I know about more recent option in logger 📦 which I like the flexibility https://daroczig.github.io/logger/

Or a very lightweight option useful that makes add it as suggest package quite easy https://cran.rstudio.com/web/packages/debugme/index.html Licenced MIT

Anyway, just adding some other choices I am more used to. There are several logging packages - not sure what is the best for us.

cderv avatar Dec 15 '22 15:12 cderv

Thanks for the suggestions, @cderv. I had seen logger when looking for options, but didn't know about debugme —it's really interesting!

I like the idea of debugging options. I think it should be really lightweight, for internal debugging mainly. Otherwise it could become quite verbose.

Yes, I'm proposing this only for debugging and development of knitr and packages that extend it, not for users.

What motivates the logging package ?

I've suggested logging because it's stable, implements the nice Python logging API and, more important, it has no dependencies. But there are alternatives with only a few dependencies.

I know about more recent option in logger package which I like the flexibility https://daroczig.github.io/logger/

Oh! I just noticed that logger's dependencies are in "Suggests", so this is fine too.

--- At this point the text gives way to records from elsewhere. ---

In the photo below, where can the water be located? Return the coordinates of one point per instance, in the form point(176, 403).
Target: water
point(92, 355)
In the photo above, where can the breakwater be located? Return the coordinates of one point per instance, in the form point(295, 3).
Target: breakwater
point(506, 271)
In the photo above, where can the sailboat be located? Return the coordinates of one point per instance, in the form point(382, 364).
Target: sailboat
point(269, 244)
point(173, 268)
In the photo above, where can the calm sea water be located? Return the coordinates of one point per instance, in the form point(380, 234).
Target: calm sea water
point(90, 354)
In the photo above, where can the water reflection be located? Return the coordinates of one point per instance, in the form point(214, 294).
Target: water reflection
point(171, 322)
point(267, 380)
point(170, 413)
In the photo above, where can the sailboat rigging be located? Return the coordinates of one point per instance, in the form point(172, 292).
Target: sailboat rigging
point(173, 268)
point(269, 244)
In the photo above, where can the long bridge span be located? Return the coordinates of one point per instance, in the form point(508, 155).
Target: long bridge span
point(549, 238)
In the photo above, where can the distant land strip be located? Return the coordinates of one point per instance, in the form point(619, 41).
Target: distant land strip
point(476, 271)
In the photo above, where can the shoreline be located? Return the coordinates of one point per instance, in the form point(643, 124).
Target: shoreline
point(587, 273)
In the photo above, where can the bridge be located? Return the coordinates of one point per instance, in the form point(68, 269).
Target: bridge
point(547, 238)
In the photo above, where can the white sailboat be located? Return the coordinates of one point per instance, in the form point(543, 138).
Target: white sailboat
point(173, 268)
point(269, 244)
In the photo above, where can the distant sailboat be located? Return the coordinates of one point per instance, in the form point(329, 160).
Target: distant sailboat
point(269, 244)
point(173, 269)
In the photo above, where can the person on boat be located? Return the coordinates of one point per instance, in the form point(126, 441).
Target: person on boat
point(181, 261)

Or a very lightweight option useful that makes add it as suggest package quite easy https://cran.rstudio.com/web/packages/debugme/index.html Licenced MIT

This logging approach is very attractive, ~however it doesn't seem to be~ and it is able to log to a file. As knitr can run code many levels deep and generally sinks stderror output, this is an important requisite.


Now, I'm not sure if @yihui is willing to accept a lightweight package as hard dependency. If not, than we need to find a package with a logging API that can be set up, exposed and called from other packages (e.g. rmarkdown) conditionally. But if such a solution exists and is practical to use, we won't even need to argue about dependencies...

debugme is incredibly easy to set up and enable/disable with multiple packages. ~As we only need a single output stream to a single file, I'm thinking of writing a small extension to be able to redirect debugme's output and take advantage of it's cool features.~

If you have any other thoughts, please share! But let me brew these ideas for a few days.

leogama avatar Dec 15 '22 16:12 leogama

You can write to file with debugme. Everything is controled by env var externally by the user. See redirecting output section in the help page https://rdrr.io/cran/debugme/man/debugme.html

cderv avatar Dec 15 '22 16:12 cderv

I will try adding this snippet to .onLoad():

if (requireNamespace('debugme', quietly = TRUE))
    debugme::debugme()

leogama avatar Dec 15 '22 17:12 leogama

I'd prefer an explicit opt-in like if (getOption('knitr.enable.debugme', FALSE)) debugme::debugme(), otherwise debugme will always be loaded if installed when loading knitr.

yihui avatar Dec 15 '22 19:12 yihui

Well, the DEBUGME environment variable must be set for debugme to do anything. Shouldn't we check this instead of creating a redundant setting?

Example:

if (Sys.getenv('DEBUGME') != '' && requireNamespace('debugme', quietly = TRUE))
    debugme::debugme()

leogama avatar Dec 16 '22 02:12 leogama

Sure. That's definitely more appropriate!